Too often, we see God in light of our problems. When we come face to face with a trial, perhaps an illness or a financial burden, we often become overwhelmed by the sheer fact that it is bigger than we can handle. We focus our attention on the problem, and it seems to grow larger and larger. Before we know it, we are consumed with worry, doubt, and anxiety. We can’t sleep, become irritable, and lose our appetite. It is even possible to begin to pray about the problem, only to find that after praying, we are more anxious than when we began. The solution is worship. When we take our eyes off of the problem and place them fully upon the Lord, our perspective changes. We no longer see our trials as something so much bigger than ourselves, but we see God as so much bigger than our trials. A healthy dose of the power, majesty, love, mercy, and provision of God, is the antidote to worry.

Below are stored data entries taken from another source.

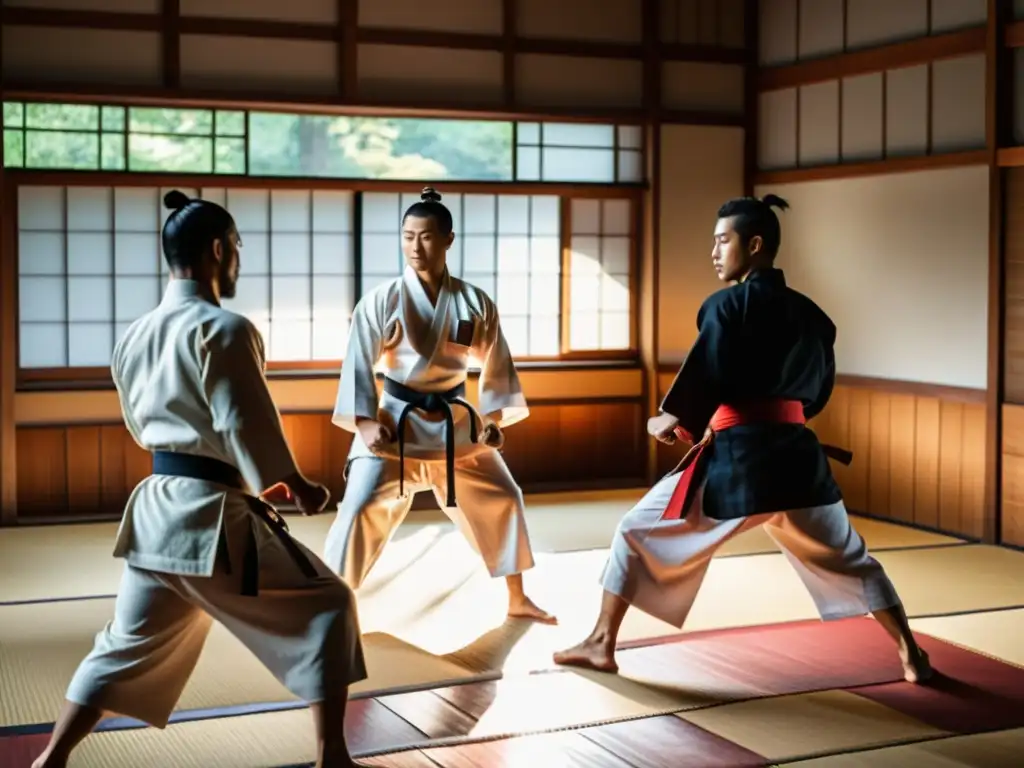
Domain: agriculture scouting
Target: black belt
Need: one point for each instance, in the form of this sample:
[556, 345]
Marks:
[431, 402]
[214, 470]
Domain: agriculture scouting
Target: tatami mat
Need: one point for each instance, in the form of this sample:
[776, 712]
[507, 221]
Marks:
[41, 646]
[439, 602]
[35, 561]
[999, 634]
[999, 750]
[735, 697]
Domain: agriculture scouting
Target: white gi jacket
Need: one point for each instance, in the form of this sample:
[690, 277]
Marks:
[190, 379]
[427, 348]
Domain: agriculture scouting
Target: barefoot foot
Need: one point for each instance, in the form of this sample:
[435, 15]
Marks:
[523, 607]
[916, 667]
[591, 653]
[49, 761]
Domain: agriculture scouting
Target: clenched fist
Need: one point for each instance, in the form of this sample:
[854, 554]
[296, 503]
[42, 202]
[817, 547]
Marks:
[375, 434]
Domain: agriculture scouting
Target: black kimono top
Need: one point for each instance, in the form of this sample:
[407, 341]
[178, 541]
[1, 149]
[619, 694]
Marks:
[759, 340]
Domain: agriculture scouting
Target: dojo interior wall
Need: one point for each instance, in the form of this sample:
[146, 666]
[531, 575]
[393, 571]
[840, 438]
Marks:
[899, 260]
[73, 456]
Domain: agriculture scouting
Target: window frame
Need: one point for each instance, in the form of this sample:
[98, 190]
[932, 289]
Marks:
[99, 378]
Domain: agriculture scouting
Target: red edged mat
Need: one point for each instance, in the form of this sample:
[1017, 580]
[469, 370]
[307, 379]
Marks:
[972, 693]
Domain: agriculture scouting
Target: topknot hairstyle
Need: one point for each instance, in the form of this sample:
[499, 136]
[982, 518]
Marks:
[430, 206]
[754, 217]
[192, 226]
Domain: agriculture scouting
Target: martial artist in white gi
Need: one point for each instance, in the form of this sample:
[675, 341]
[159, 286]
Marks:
[199, 545]
[422, 329]
[762, 366]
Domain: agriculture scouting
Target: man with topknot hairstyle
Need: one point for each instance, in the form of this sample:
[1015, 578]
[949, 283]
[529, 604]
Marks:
[762, 366]
[199, 544]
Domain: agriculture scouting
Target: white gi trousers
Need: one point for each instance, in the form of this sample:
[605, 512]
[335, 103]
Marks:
[305, 632]
[657, 565]
[489, 512]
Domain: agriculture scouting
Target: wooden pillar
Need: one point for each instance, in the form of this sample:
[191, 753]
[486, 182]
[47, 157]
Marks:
[752, 98]
[8, 357]
[648, 266]
[998, 107]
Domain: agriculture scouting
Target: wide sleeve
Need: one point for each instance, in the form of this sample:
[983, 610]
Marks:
[814, 408]
[501, 397]
[243, 412]
[357, 396]
[694, 394]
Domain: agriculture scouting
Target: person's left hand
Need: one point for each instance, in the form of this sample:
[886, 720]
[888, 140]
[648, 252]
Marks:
[493, 436]
[663, 427]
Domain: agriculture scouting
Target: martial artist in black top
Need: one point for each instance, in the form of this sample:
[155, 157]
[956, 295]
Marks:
[763, 363]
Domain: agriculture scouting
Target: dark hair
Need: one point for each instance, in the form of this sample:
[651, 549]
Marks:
[190, 228]
[430, 206]
[755, 217]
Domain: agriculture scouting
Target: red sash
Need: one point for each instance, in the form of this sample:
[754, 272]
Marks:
[771, 412]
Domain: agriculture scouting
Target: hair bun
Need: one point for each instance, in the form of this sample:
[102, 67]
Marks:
[176, 200]
[773, 201]
[430, 195]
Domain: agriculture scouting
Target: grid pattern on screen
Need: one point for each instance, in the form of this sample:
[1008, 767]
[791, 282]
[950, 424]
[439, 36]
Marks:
[600, 275]
[507, 245]
[118, 138]
[140, 138]
[579, 153]
[90, 263]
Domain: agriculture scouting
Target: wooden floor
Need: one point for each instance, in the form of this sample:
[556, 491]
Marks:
[755, 680]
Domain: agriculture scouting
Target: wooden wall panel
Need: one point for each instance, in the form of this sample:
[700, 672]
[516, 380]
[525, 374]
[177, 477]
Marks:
[415, 75]
[478, 16]
[1013, 332]
[930, 109]
[607, 20]
[1013, 475]
[48, 54]
[87, 470]
[802, 30]
[916, 459]
[297, 11]
[702, 87]
[257, 65]
[117, 6]
[544, 80]
[702, 23]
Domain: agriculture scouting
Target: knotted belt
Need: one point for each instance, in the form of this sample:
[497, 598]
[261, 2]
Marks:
[694, 463]
[431, 402]
[214, 470]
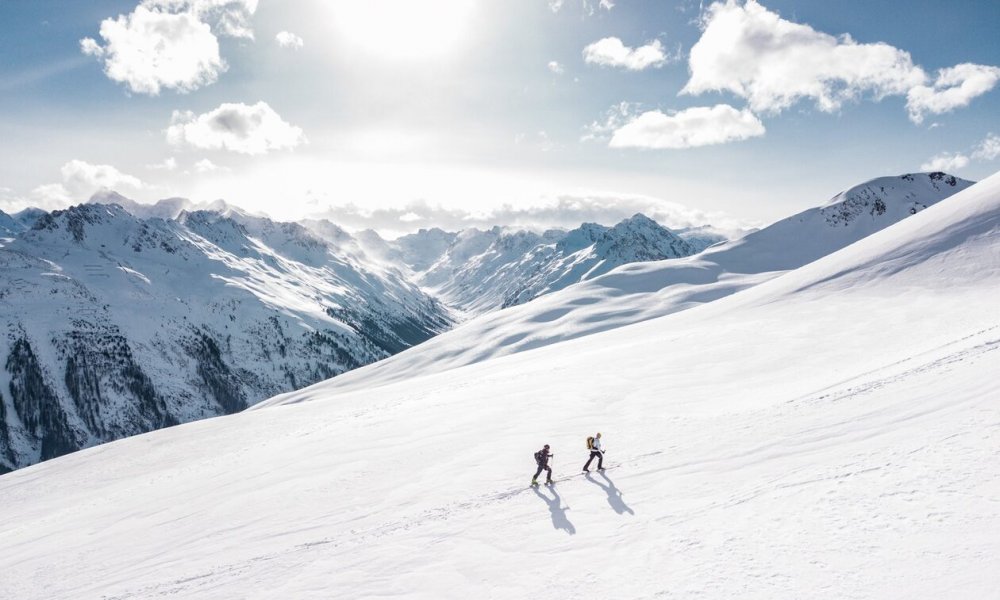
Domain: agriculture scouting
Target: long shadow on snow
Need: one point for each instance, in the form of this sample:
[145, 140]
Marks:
[556, 511]
[614, 494]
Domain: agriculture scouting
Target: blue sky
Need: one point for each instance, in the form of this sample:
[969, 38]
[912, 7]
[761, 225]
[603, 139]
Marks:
[519, 111]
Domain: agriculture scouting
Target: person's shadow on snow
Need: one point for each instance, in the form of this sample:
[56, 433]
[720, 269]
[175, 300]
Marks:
[556, 511]
[614, 494]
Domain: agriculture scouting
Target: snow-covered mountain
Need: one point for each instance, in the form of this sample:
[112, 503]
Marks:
[642, 291]
[116, 325]
[9, 226]
[830, 433]
[479, 271]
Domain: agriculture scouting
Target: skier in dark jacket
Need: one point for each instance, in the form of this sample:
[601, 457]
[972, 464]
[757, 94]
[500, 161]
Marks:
[596, 451]
[542, 458]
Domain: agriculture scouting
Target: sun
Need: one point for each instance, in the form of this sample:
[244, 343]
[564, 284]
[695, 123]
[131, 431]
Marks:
[403, 29]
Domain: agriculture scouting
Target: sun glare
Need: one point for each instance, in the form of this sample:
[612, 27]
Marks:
[403, 29]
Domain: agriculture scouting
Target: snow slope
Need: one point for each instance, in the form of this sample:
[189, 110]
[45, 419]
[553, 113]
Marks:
[112, 325]
[831, 433]
[480, 271]
[645, 290]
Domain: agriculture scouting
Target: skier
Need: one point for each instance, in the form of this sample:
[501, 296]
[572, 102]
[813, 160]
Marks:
[594, 445]
[542, 458]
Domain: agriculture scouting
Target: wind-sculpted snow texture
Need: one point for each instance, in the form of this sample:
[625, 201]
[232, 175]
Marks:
[115, 325]
[830, 433]
[642, 291]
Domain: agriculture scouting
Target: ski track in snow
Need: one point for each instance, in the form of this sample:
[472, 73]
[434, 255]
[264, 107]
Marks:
[861, 428]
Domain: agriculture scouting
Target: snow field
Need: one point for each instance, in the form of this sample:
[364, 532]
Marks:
[831, 433]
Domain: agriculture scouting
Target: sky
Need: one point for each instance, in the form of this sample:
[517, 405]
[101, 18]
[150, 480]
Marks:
[399, 114]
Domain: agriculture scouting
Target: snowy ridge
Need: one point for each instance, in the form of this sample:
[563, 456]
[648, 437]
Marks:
[479, 271]
[642, 291]
[116, 325]
[829, 433]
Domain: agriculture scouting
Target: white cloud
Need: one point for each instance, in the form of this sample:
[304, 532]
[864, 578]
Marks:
[169, 164]
[773, 63]
[988, 149]
[206, 166]
[954, 87]
[612, 52]
[946, 162]
[230, 18]
[169, 44]
[564, 211]
[80, 181]
[235, 127]
[689, 128]
[614, 118]
[83, 176]
[287, 39]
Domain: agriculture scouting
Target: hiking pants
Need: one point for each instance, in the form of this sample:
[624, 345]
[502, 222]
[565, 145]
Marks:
[600, 460]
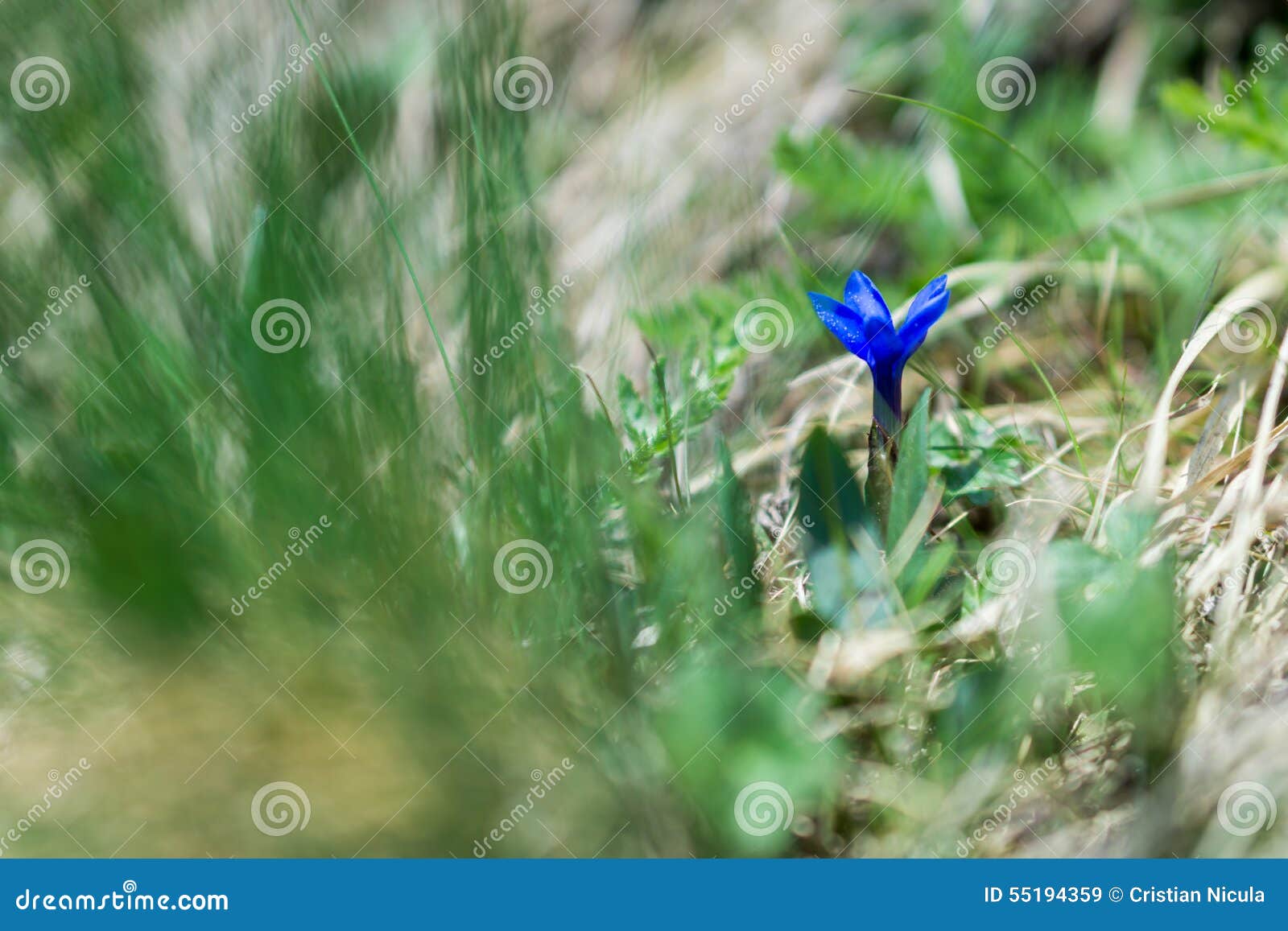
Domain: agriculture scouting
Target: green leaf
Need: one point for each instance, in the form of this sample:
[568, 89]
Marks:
[830, 493]
[912, 473]
[924, 572]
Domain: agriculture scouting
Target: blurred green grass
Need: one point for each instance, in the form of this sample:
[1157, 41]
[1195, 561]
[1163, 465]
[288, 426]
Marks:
[401, 669]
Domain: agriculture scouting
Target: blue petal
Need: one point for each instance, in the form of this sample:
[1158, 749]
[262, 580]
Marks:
[927, 307]
[844, 322]
[862, 295]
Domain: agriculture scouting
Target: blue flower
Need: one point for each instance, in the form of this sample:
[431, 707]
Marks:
[863, 325]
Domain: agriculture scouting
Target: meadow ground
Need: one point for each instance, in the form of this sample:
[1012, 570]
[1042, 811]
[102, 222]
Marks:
[416, 439]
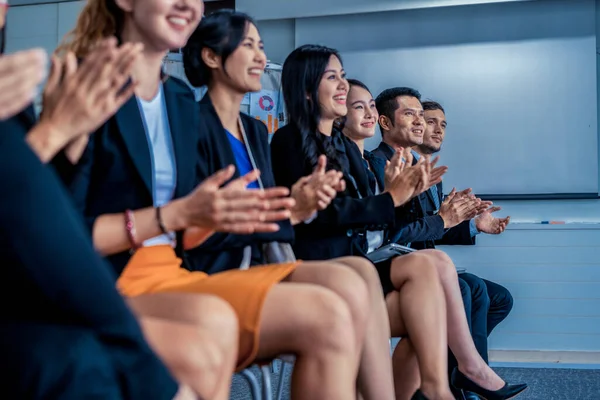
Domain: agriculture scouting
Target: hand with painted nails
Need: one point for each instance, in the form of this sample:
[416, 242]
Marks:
[20, 74]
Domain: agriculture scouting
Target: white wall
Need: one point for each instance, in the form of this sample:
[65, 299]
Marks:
[552, 271]
[277, 9]
[41, 25]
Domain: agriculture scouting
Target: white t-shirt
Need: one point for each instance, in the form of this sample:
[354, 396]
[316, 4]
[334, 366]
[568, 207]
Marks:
[164, 171]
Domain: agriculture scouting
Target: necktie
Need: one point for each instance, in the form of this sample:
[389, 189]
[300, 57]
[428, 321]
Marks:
[371, 177]
[436, 199]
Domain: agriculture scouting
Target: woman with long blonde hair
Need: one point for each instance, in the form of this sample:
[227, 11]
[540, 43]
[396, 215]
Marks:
[135, 183]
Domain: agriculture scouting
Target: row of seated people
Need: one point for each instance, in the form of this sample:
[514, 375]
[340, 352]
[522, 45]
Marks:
[157, 236]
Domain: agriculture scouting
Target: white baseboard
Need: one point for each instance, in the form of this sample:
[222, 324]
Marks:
[545, 357]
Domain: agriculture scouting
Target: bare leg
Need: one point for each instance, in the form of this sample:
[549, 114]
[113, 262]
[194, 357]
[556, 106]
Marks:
[375, 377]
[346, 284]
[460, 341]
[315, 324]
[417, 310]
[406, 370]
[205, 352]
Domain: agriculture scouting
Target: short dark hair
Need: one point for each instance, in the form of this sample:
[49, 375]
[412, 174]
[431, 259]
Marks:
[387, 102]
[222, 31]
[340, 123]
[431, 105]
[356, 82]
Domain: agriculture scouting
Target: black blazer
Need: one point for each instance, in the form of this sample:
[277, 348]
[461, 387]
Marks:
[225, 251]
[49, 261]
[115, 170]
[377, 165]
[418, 221]
[338, 230]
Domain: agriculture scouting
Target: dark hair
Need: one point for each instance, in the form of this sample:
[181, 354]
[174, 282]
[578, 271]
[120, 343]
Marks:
[222, 32]
[431, 105]
[387, 101]
[302, 72]
[341, 121]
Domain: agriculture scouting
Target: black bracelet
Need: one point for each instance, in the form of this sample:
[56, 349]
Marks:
[159, 221]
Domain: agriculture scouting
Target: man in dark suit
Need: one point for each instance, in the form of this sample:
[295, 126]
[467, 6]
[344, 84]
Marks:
[427, 220]
[500, 299]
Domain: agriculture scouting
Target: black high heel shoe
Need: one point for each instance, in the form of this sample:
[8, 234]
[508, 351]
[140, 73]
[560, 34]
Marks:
[419, 396]
[460, 381]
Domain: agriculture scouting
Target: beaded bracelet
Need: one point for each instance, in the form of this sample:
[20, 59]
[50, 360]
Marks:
[130, 228]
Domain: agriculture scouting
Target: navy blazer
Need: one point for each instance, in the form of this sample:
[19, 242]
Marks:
[49, 261]
[225, 251]
[115, 171]
[458, 235]
[339, 230]
[419, 223]
[415, 225]
[377, 165]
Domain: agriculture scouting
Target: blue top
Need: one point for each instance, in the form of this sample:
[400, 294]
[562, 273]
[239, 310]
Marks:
[242, 158]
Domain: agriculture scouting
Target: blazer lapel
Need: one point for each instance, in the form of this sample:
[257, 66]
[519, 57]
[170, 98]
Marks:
[430, 197]
[131, 127]
[256, 147]
[357, 168]
[216, 134]
[183, 116]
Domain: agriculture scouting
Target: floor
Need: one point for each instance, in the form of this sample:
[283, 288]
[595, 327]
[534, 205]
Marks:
[544, 383]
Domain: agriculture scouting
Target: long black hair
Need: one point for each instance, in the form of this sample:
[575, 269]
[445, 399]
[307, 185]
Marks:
[302, 72]
[341, 121]
[222, 32]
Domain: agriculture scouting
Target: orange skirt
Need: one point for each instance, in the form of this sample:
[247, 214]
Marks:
[157, 269]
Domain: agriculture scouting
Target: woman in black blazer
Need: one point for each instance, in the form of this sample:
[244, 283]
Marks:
[358, 125]
[72, 336]
[225, 53]
[315, 91]
[145, 159]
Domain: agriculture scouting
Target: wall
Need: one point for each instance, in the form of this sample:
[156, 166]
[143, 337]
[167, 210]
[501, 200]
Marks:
[41, 25]
[552, 271]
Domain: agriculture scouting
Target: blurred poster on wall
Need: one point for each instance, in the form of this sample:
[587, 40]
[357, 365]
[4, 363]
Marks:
[267, 105]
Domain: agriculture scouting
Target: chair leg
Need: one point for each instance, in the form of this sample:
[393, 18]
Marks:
[252, 382]
[267, 390]
[279, 392]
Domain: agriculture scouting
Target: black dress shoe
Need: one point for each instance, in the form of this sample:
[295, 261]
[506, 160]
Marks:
[419, 396]
[458, 394]
[460, 381]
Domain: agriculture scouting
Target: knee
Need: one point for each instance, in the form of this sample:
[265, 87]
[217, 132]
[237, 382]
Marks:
[505, 301]
[219, 319]
[365, 269]
[415, 266]
[479, 293]
[331, 326]
[354, 292]
[465, 292]
[444, 265]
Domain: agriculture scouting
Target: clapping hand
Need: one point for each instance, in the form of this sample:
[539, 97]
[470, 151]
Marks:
[316, 191]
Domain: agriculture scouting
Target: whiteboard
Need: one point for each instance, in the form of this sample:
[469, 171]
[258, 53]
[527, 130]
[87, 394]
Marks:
[518, 82]
[521, 115]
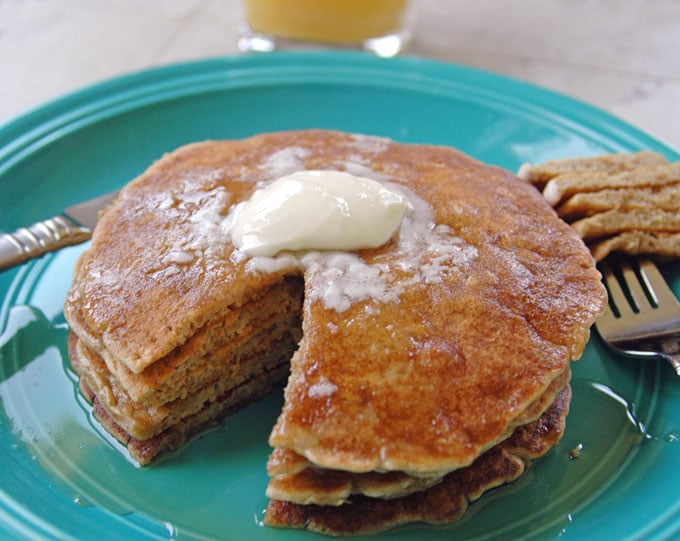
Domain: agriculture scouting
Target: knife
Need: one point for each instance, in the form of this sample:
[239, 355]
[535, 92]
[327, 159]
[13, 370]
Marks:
[73, 226]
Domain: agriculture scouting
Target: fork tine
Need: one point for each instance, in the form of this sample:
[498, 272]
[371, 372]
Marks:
[656, 284]
[616, 294]
[635, 288]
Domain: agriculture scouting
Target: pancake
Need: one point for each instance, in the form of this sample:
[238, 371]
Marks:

In Acts 4, the Church was threatened. If they continued to speak publicly about Christ, they would be beaten, imprisoned or killed. These were not idle threats. They had seen the rage of the religious leaders meted out on Christ only months before. Instead of allowing this trial to sink their faith, they turned their eyes upward and prayed, “Lord, You are God, who made heaven and earth and the sea, and all that is in them, . . ” Acts 4:24
Having been reminded of the power of God that casts a shadow over the weakness of human powers, they were able to rise from prayer with a new-found confidence. We read, “. . .they spoke the word of God with boldness.” Acts 4:31
No matter what you are facing, God commands you to worship. As you take your eyes off of your weakness, and the problem you are facing, and place them upon the God of Glory, your perspective will change. Faith will grow and His peace will flood your heart and mind. Let’s be faithful today to raise our voices in praise.
Questions for Psalm 81
- This is a call to worship. Look at verses 6-7, why were they to worship God?
- What promise are we given in verse 10?
- According to the Psalmist, how did Israel respond to this promise?
- In verse 13 the heart of God is exposed. He wants so badly for the people to listen to and follow after His Word that He may bless them. How will you respond to His Word today?